I’m not claiming that the 105 lbs. donated by four Immokalee gardeners was everything that they had to live on. But given Immokalee home gardening challenges, including limited space, budget, water, and/or time, 105 lbs. is a significant start.
By the way, our 2021 donation target from Immokalee gardeners is 1,500 lbs.
These four gardeners are among 30 who, in response to the Covid-19 situation, received container gardens from Cultivate Abundance between March and June of this year. Seedlings and soluble fertilizer were also provided. Together, we’re figuring out the Immokalee way of gardening in order to grow supplemental, culturally-appropriate food in small spaces.
For some with a little more space, water, and other resources, we have provided garden soil for raised beds as well as irrigation timers, tubing, and micro-sprinklers to enable adequate automatic watering with minimal waste. We look forward to improved home garden production with a little spare produce to share.

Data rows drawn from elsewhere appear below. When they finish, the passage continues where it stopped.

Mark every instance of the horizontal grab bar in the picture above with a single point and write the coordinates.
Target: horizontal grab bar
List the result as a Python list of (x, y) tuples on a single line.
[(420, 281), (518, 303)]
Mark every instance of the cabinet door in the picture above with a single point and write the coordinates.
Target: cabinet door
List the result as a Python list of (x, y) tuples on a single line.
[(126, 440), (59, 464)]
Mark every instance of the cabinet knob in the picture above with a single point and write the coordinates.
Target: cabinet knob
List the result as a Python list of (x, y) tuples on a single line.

To be perfectly clear, we do not expect any of our Immokalee partner gardeners to be able to completely feed themselves from containers and small patches. What we anticipate is improved accessed to supplemental nutrition as well as food pride and generosity.
We not only celebrate the pride of gardening accomplishment but also pride in one’s own food culture. We hope to connect the dots between growing ethnic garden crops and applying related cooking skills towards promoting healthy heritage foods for improved community-wide nutrition.
For example, with technical information from two other local nonprofits (Miracles in Action and ECHO), Lupita Vazquez, the Cultivate Abundance Community Garden and Outreach Specialist, is promoting chaya – an easy-to-grow perennial vegetable that originates in the Yucatan of Mexico – to boost the nutritional value of tortillas, gorditas and other dishes.
Regarding generosity, we are often blessed with food delights – including tamales, salsa and queso - shared from the kitchens of our Immokalee neighbors. We trust that such community-wide generosity will ignite a growing network of those willing to share garden and kitchen skills as well as produce and nutritious meals.
Ultimately, it’s not all about teaching folks how to “fish”.
Instead, it’s an invitation to live into the Biblical story of the loaves and fishes by nurturing the spirit of those who are willing and able to share whatever they might have, and trusting God to create the abundance.